Multichain immune recognition receptors (MIRRs) represent a family of surface receptors expressed on different cells of the hematopoietic system and function to transduce signals leading to a variety of biologic responses. The most intriguing and distinct structural feature of MIRR family members is that extracellular recognition domains and intracellular signaling domains are located on separate subunits. The biochemical cascades triggered by MIRRs are understood in significant detail, however, the mechanism by which extracellular ligand binding initiates intracellular signal transduction processes is not clear and no model fully explains how MIRR signaling commences.

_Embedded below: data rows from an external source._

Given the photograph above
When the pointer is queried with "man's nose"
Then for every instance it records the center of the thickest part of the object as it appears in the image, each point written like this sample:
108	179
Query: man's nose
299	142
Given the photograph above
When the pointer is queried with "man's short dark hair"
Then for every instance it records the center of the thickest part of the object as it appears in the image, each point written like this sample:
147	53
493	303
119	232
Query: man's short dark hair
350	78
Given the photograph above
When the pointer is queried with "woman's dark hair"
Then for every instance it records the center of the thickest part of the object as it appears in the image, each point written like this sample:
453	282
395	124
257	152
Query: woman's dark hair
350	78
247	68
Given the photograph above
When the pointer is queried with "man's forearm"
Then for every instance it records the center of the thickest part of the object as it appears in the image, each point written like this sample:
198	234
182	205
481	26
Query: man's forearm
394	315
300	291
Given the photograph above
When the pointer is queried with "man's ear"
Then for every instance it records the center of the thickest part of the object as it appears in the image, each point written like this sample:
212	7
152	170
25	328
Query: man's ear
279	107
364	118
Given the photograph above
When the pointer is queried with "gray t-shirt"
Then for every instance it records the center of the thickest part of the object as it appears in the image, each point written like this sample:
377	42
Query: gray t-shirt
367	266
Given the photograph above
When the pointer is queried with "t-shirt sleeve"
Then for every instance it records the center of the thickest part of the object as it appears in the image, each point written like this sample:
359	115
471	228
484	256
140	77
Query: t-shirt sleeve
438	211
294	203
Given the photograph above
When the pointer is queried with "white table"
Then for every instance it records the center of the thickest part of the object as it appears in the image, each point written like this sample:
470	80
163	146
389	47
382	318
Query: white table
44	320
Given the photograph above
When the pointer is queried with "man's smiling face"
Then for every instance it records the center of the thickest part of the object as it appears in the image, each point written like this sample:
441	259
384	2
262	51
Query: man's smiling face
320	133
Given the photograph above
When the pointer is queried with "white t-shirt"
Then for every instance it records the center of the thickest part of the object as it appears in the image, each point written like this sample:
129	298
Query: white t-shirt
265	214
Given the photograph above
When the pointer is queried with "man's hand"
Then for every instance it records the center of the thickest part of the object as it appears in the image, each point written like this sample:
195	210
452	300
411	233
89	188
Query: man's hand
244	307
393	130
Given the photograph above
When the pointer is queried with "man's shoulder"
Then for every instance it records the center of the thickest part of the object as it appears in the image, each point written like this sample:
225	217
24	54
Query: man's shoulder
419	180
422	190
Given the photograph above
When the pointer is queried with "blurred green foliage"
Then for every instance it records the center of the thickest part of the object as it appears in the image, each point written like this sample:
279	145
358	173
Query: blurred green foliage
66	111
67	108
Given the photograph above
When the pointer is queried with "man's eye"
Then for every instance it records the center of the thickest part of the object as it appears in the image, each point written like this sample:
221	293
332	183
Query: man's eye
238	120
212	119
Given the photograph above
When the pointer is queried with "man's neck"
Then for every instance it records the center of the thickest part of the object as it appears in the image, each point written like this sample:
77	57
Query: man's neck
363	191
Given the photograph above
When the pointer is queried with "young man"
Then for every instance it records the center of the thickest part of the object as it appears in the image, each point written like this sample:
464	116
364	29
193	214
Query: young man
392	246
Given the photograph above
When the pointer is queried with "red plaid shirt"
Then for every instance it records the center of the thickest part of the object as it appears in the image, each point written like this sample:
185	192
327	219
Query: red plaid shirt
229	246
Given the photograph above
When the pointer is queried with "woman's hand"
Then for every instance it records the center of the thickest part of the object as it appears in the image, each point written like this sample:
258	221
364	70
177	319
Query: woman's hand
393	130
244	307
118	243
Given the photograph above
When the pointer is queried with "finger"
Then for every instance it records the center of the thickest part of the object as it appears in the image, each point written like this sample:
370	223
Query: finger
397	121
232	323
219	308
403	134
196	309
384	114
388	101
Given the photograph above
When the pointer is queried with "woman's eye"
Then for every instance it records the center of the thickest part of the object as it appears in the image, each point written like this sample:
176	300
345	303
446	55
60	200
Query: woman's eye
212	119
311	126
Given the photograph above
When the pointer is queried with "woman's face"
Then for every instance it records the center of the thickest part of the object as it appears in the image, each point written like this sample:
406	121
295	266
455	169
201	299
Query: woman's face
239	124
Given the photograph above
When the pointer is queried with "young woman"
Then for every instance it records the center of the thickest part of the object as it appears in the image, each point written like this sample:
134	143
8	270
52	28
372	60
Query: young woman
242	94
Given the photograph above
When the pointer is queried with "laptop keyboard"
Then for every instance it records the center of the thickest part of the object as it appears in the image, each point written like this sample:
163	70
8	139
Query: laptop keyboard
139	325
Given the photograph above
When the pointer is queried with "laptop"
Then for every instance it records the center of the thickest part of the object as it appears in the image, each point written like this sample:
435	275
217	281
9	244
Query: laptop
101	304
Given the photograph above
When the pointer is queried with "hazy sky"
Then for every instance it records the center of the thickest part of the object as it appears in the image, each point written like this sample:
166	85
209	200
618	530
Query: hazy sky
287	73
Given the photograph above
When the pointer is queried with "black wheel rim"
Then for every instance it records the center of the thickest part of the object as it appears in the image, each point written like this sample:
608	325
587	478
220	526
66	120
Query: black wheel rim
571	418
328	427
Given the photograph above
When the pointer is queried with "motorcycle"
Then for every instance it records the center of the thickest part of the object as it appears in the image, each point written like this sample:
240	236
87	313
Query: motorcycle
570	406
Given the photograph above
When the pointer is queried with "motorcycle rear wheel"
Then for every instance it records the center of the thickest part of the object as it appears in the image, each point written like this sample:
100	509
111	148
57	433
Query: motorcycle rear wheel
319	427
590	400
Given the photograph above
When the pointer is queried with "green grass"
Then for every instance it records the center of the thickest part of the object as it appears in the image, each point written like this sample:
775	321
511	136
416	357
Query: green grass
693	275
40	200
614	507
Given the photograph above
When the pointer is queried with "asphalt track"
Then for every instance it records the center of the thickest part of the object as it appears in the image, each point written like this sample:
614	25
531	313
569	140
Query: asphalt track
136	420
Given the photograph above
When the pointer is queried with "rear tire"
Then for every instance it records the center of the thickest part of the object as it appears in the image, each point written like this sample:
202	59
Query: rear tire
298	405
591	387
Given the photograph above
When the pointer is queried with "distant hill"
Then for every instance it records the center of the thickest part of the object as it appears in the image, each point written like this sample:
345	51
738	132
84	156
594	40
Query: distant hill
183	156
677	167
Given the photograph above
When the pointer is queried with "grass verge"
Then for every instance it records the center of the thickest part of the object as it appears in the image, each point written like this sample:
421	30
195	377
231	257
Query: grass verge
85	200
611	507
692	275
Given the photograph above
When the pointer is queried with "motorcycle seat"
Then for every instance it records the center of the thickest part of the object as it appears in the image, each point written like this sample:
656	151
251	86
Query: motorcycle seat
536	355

In this Chapter, I describe a novel mechanistic model of MIRR-mediated signal transduction, the signaling chain homooligomerization (SCHOOL) model. The basic concept of this model assumes that the structural similarity of the MIRRs provides the basis for the similarity in the mechanisms of MIRR-mediated transmembrane signaling. Within the SCHOOL model, MIRR triggering is considered to be a result of the ligand-induced interplay between (1) intrareceptor transmembrane interactions between MIRR recognition and signaling subunits that stabilize and maintain receptor integrity and (2) interreceptor homointeractions between MIRR signaling subunits that lead to the formation of oligomeric signaling structures, thus triggering the receptors and initiating the signaling cascade. Thus, the SCHOOL model is based on specific protein-protein interactions—biochemical processes that can be influenced and controlled. In this context, this plausible and easily testable model is fundamentally different from those previously suggested for particular MIRRs and has several important advantages. The basic principles of transmembrane signaling learned from the SCHOOL model may be used in different fields of immunology and cell biology to describe, explain and predict immunological phenomena and processes mediated by structurally related but functionally different membrane receptors. Important applications of the SCHOOL model in clinical immunology, molecular pharmacology and virology are described in the Chapters 20 and 22 of this book.